The NCG has announced a major initiative of facilitating a high bandwidth, secure and private network through which cancer care centres around the country can interact directly with other centres, thus enabling inter-centre knowledge sharing and providing access to multiple solutions like Virtual Tumor Board, Digital Nerve Centre and many more.
The NCG at present comprises 108 centres, which account for about 60 per cent of the cancer load of the country.The NCG’s primary mandate is uniform standards of cancer care across India by adopting evidence-based management guidelines, which are implemented across these centres. It is also intended to facilitate the exchange of expertise between centres and create a ready network for collaborative research in cancer.
The development of a “Travelling School of Pathology”, aimed at bringing training in quality cancer diagnosis to the doorsteps of pathologists in far flung areas, was piloted this year for Pathology covering 12 cities in North-Eastern India and the results were shared at this forum.Navya, NCG’s second opinion engine has provided 10,000 opinions to patients across 22 countries, and has gone a long way in making expert cancer care available regardless of distances.
Several breakout sessions were organised in order to plan for the major short term and long term initiatives to be taken up by NCG like Palliative Care provision and training, Health Promotion and Awareness, Human Resource Development in Oncology and Health Technology Assessment.There was a consensus on holding more frequent Virtual Tumor Boards which allow access to the ‘collective intelligence’ of the participating centres in diagnosis and treatment of live cases, by assigning member centres of NCG as hubs for different type of cancers.

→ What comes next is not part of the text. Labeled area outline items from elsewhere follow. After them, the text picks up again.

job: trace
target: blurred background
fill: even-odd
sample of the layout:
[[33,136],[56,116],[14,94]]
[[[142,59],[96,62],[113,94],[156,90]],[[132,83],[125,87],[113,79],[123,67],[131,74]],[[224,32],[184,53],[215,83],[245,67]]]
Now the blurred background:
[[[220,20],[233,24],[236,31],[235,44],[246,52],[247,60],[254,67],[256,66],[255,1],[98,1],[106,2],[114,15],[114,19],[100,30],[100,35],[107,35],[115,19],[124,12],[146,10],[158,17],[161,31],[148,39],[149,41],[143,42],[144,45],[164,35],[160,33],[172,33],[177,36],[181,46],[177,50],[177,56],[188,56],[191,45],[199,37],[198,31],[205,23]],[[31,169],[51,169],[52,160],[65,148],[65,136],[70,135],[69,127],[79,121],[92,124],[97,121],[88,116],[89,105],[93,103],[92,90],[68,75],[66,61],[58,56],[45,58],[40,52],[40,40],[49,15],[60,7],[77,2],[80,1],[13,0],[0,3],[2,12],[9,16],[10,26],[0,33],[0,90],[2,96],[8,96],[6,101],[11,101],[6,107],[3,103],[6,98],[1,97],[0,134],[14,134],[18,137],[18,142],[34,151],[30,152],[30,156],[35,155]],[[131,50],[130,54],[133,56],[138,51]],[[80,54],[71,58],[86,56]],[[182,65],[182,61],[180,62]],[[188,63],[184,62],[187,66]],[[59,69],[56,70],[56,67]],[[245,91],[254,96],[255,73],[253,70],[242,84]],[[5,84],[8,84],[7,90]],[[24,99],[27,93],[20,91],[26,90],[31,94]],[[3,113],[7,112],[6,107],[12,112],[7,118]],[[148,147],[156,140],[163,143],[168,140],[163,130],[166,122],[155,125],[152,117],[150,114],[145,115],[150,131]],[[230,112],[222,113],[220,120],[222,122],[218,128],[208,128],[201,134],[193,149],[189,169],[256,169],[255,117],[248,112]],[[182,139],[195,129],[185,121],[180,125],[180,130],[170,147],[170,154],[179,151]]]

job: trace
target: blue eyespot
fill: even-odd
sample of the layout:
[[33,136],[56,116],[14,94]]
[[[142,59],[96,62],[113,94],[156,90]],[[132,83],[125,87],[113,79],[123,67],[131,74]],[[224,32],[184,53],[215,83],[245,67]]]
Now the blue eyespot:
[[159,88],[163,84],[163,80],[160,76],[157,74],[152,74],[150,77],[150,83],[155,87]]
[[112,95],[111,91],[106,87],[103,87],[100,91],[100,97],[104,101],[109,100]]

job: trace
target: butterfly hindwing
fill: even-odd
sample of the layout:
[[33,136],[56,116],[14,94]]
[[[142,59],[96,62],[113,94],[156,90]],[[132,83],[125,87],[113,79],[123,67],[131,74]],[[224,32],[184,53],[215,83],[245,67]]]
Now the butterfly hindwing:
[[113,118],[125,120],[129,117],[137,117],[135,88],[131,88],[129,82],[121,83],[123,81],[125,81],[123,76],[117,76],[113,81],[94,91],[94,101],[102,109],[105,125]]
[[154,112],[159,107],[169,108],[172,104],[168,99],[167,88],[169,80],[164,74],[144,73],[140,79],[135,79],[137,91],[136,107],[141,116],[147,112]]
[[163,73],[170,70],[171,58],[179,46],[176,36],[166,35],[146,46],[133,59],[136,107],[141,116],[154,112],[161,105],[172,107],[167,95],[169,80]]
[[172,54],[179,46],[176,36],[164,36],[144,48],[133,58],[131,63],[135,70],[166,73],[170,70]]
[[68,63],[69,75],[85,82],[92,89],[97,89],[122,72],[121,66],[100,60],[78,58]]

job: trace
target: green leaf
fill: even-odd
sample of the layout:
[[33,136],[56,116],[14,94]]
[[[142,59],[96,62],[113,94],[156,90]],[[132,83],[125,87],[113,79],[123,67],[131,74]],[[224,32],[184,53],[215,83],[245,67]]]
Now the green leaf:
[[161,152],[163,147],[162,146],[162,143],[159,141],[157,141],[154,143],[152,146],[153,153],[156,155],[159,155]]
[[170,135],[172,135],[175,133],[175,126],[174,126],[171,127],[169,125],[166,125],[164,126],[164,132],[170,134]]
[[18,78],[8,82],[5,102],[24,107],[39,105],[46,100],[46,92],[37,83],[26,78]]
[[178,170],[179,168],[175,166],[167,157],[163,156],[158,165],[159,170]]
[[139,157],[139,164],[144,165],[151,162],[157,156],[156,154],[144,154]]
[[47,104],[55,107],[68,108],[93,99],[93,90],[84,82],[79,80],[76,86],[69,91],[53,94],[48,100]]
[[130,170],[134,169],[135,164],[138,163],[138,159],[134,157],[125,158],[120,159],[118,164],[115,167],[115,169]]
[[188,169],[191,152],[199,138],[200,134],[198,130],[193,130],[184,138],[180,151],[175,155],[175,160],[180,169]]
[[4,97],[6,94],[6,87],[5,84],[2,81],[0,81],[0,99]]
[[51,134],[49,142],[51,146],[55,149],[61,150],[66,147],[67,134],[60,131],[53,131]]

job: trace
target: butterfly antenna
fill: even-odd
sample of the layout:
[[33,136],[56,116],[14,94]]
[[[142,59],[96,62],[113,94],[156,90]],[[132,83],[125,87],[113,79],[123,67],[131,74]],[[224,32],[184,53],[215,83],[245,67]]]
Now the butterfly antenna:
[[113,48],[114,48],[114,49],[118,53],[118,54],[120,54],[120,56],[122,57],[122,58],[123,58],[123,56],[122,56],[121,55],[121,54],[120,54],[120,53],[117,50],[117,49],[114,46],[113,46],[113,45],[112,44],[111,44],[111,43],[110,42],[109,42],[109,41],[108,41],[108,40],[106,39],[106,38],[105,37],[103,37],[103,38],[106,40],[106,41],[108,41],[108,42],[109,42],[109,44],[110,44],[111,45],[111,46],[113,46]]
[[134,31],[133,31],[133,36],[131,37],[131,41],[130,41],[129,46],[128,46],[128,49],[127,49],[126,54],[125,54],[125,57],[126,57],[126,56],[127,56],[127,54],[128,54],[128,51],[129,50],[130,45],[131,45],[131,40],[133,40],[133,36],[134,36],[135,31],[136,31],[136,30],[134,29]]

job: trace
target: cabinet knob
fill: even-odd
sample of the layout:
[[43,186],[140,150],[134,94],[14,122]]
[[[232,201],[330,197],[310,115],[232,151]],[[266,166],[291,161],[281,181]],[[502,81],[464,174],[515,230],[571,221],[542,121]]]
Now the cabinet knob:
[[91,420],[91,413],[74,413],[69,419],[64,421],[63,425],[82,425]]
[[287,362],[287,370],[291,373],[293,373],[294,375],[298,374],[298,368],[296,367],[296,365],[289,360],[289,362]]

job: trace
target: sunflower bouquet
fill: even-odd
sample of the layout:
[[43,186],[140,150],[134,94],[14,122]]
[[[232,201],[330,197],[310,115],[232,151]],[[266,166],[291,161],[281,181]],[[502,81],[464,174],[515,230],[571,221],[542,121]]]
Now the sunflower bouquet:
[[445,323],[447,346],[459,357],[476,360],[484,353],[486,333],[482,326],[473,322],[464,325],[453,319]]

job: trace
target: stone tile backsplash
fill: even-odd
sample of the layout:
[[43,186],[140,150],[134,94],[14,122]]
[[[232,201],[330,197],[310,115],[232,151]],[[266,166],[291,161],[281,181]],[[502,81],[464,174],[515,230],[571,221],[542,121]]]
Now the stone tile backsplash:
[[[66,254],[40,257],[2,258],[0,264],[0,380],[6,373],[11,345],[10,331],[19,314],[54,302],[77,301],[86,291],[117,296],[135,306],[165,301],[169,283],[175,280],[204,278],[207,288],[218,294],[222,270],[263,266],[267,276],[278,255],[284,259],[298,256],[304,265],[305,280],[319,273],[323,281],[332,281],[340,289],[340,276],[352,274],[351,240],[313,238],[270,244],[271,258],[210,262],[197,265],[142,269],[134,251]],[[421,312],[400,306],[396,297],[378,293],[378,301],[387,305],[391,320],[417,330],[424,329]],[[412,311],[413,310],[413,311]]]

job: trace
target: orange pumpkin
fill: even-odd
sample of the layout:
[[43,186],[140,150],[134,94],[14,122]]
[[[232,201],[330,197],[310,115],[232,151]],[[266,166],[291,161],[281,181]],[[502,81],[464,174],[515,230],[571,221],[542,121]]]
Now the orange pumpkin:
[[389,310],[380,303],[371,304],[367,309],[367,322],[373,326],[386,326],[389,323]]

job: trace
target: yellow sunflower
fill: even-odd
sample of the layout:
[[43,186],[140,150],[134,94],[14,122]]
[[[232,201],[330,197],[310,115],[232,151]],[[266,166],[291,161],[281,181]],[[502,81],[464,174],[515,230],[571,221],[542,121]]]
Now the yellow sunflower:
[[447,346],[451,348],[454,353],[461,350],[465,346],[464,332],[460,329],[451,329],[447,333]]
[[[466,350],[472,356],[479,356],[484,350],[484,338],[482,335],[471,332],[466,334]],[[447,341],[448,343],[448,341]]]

Collaborative research was a key area of focus and accelerating cancer research in India was made a priority for NCG. Several initiatives have been taken by the NCG to promote cancer research training amongst oncologists. In addition, the NCG plans to establish five clinical trials units across India to help researchers with the logistics of conducting cancer research.
On the second day of the two-day event, Dr Pramod Verma, chief architect, UIDAI, demonstrated how NCG member hospitals can benefit from the use of new features like Digilocker and digitatization of birth and death records using the unique Aadhar identification number, in providing easy access to patients’ records and improving outcomes.
Professor and chief, Thoracic Surgery, Tata Memorial Hospital, and convenor of NCG, Dr C S Pramesh said, “The National Cancer Grid this year has grown to 108 institutes and treats perhaps 60 per cent of the entire cancer load of the country. The priorities that have emerged this year are appropriate use of technology, training and collaborative research. A significant milestone was the release of NCG guidelines of care, a critical first step in eliminating disparities in cancer care.”
Director, Tata Memorial Centre, Dr RA Badwe welcoming the participant centres said, “The National Cancer Grid has made some significant strides this year. The potential of using this network to standardize quality of care and initiating research is endless. The guidelines for standards of care now need to define a minimum and an optimum and an optional level which will enable decisions based on the ‘value’ of an intervention.”